Purtroppo il tempo non ci è amico...
La pioggia cade intensa ed il nostro ritmo di guida è decisamente rallentato...durerà ancora molto?
Per molti km percorriamo stradine che corrono parallele all'autostrada, attraversando agglomerati di casupole e stalle diroccate...la fame comincia a farsi sentire e decidiamo di far sosta ... mangiata mega e via si riparte ...più di 200 km sotto la pioggia, attraverso la cittadina di Vaduz (fermatasi nel tempo fra castelli e mura medioevali) e su oltre fino al confine con l'Austria...
Facciamo tappa nella prima città di frontiera che incontriamo (Friedrick se non ricordo male) e grazie ad un info point riusciamo a trovare un albergo carino dove poter passare la notte. La pioggia ci ha messo a dura prova e l'idea che anche il giorno seguente possa essere ingeneroso pervade i nostri pensieri. Le moto sono ridotte alquanto male, piene di fango, provate dai km percorsi e dal duro lavoro delle sospensioni. E' giunto anche per loro il momento di riposare al riparo dalla pioggia nel garage dell'albergo; domani le aspetterà ancora una dura giornata... Dimenticavo, non volontariamente, di dire che anche a questo giro il trio si era arricchito di un componente satellite:


MASSY detto anche l'uomo RIMORCHIO (poi capirete il perché,anzi ve lo dico subito: Massy ha la caratteristica di piazzarsi appiccicato dietro ai camion in piena corsa sulle autostrade...il motivo? Ancora non lo so, ma se vi capita di essere in autostrada e vedere un motociclista letteralmente agganciato al rimorchio di un TIR...beh non statevi a fare troppe domande, ora sapete la risposta...).
Si avvicina il momento del ritorno a casa ed è necessario avvicinarsi all'Italia per non fare troppi km l'ultimo giorno. Scendiamo giù e facciamo tappa sul lago di Garda...il tempo è migliorato e la pioggia ce la siamo lasciata alle spalle...

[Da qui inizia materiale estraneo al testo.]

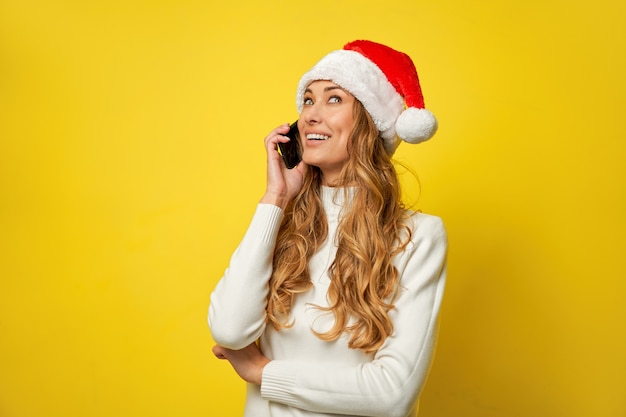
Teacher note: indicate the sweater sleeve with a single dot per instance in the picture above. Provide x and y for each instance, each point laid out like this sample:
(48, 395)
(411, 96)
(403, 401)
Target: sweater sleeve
(237, 307)
(390, 384)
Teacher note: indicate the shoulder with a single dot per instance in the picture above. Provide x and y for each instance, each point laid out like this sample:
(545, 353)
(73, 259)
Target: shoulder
(426, 227)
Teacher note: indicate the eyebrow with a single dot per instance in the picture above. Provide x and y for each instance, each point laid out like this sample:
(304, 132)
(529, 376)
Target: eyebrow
(327, 89)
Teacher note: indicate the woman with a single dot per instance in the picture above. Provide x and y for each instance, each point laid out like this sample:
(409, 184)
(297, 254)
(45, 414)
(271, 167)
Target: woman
(330, 303)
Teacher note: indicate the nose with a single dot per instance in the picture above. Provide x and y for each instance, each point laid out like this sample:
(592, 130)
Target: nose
(311, 114)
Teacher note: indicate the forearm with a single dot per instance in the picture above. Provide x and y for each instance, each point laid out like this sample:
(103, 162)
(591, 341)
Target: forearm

Una gita sul lago è forse il modo migliore per concludere la zingarata...anche in questo caso troviamo un alberghetto decente per la notte e poi...l'avventura sta giungendo al termine, siamo stremati e non vediamo l'ora di rilassarci un po'...ma ne è valsa veramente la pene e alla fine, quando ci separiamo per tornare ognuno a casa sua, c'è nei nostri sguardi un velo di tristezza ma anche la gioia di aver vissuto un'avventura che rimarrà per sempre nei nostri ricordi...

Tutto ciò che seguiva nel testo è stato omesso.